What? This is Luke we're talking about here. He'd never think that, ever. I've always been good enough for him.

To be his friend, maybe, but he's never brought up the subject of dating each other. What do you think that means?

Maybe it means he's just as afraid as I am about this.

Maybe...but then again, there's always the possibility he just doesn't want you.

I groaned loudly at the voices in my head. I wish I could just get it together and say what I want to say.

I stood up off of the bed, pacing in front of Luke. My hands ruffled my hair as I took long deep breaths, trying, and desperately failing, to calm my nerves. Luke huffed and made his way towards me. He grabbed my hands, pulling them out of my hair and forced my gaze to meet his.

"Just say it," he said pleadingly, "Do you know how long I've wanted to hear the words telling me exactly how you feel come from your mouth? I just want to know if I need to move on because I am going absolutely crazy."

"Move on?" I asked sheepishly.

"Yes, move on. Damn, Mazy, do you not see how I feel? I kiss you in front of everybody, I feel the urge to knock out any guy that looks at you, especially Liam, I ask you how you feel. Why would I ask that unless I felt something more than just wanting to be your friend?"

"You...want to...be more than friends?" I asked timidly. My heart rate sped in my chest, making it impossible for him not to hear.

He sighed as if he'd said it a hundred times now, but his eyes softened at my question.

"Yes. I want more than what we are. I always have. Please, just put me out of my misery. Tell me you feel the same..."

My eyebrows pulled together in curiosity. Always? He has felt like I have all this time... How stupid could I have been?

"Of course I feel the same..." I whispered in reply, "I always have, too, Andy.
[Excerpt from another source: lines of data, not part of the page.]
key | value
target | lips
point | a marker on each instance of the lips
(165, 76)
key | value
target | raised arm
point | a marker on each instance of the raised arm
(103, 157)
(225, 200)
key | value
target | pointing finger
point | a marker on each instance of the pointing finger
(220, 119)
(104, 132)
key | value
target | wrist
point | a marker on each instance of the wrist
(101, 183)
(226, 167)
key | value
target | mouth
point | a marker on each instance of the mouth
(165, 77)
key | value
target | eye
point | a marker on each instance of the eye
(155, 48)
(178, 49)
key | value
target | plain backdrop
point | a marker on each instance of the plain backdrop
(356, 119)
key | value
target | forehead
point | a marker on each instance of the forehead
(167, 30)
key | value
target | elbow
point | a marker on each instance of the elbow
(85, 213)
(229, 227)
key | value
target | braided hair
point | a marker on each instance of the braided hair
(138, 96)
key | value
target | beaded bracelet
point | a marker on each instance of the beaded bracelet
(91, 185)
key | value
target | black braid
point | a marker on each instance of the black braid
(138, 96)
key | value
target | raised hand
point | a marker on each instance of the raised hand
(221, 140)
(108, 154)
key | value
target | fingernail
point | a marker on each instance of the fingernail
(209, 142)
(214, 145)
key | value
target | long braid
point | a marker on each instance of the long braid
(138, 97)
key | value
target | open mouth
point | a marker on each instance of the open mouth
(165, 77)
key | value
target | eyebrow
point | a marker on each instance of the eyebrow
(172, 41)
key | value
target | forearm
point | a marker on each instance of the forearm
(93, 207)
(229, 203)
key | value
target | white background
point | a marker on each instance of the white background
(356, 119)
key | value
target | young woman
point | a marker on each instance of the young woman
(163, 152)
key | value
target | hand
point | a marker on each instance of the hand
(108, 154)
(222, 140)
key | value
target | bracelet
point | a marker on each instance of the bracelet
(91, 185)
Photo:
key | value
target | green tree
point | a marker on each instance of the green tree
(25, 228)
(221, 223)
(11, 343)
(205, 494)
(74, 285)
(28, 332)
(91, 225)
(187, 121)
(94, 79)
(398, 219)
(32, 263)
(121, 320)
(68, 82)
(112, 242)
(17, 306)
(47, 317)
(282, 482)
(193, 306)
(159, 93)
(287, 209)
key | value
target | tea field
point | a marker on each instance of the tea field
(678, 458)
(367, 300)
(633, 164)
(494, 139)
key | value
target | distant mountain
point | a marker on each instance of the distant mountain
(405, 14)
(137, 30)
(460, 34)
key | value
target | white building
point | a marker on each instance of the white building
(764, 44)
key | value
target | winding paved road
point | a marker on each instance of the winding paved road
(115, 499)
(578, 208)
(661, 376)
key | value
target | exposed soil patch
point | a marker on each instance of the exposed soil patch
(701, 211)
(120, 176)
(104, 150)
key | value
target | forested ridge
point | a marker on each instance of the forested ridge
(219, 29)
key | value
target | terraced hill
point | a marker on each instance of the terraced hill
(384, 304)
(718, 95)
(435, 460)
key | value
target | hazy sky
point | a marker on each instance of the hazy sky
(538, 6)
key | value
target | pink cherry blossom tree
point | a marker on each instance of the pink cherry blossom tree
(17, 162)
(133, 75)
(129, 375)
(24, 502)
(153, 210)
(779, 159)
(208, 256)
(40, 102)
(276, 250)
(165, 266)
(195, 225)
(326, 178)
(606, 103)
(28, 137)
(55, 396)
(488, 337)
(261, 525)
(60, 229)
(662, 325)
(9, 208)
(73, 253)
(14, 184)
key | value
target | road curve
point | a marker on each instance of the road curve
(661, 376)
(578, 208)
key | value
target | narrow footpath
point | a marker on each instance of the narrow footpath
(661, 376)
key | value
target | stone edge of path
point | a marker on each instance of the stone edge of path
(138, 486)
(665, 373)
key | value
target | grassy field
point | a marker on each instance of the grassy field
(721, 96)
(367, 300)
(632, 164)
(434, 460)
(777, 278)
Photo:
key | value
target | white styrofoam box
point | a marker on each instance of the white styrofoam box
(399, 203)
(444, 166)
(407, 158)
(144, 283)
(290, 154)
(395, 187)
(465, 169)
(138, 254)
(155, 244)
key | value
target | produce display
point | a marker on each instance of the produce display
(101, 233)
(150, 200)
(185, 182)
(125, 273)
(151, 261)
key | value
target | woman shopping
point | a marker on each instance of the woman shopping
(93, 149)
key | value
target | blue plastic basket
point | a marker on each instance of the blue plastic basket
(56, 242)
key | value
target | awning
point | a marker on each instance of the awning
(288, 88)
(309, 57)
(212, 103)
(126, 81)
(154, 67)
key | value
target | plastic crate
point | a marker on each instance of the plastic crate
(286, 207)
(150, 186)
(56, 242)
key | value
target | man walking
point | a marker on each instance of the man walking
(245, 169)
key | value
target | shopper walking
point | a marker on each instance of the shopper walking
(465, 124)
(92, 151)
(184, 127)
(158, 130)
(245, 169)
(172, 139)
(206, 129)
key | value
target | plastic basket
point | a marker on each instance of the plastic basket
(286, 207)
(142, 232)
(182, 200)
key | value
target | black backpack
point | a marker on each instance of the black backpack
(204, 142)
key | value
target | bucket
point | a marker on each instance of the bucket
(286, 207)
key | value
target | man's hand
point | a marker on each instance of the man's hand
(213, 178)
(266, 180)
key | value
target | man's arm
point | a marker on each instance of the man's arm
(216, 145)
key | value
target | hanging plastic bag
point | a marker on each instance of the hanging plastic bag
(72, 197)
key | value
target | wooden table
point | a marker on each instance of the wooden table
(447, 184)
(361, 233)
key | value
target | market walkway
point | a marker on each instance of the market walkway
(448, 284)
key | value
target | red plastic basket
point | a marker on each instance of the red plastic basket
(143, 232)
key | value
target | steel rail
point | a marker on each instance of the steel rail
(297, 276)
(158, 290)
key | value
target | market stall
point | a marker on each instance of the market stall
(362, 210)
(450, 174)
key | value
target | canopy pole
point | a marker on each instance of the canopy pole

I've always..."

No... it's too soon for that.

His crystal eyes searched mine pleadingly, begging me to go on. I couldn't finish that sentence. It was just too soon. I just told him I wanted more, I shouldn't be saying I love him two seconds into the relationship, or what I hoped to be a relationship soon.

"Say it..." he requested as he moved closer to me, "Please. I will... I'll say it as many times as it takes to make you mine forever. I'll always love you. I love you, I've always loved you, I will always love you. I love you, Mazy Katherine, please... Just say it back. For my sanity's sake."

All I could do was wrap my arms around his neck and push his lips to mine. His mouth was like sweet mint, just as it was the first two times we kissed. I can't say I know what I'm doing when I kiss him, but I don't think he minds. I don't either, really, as long as he never stops kissing me ever again.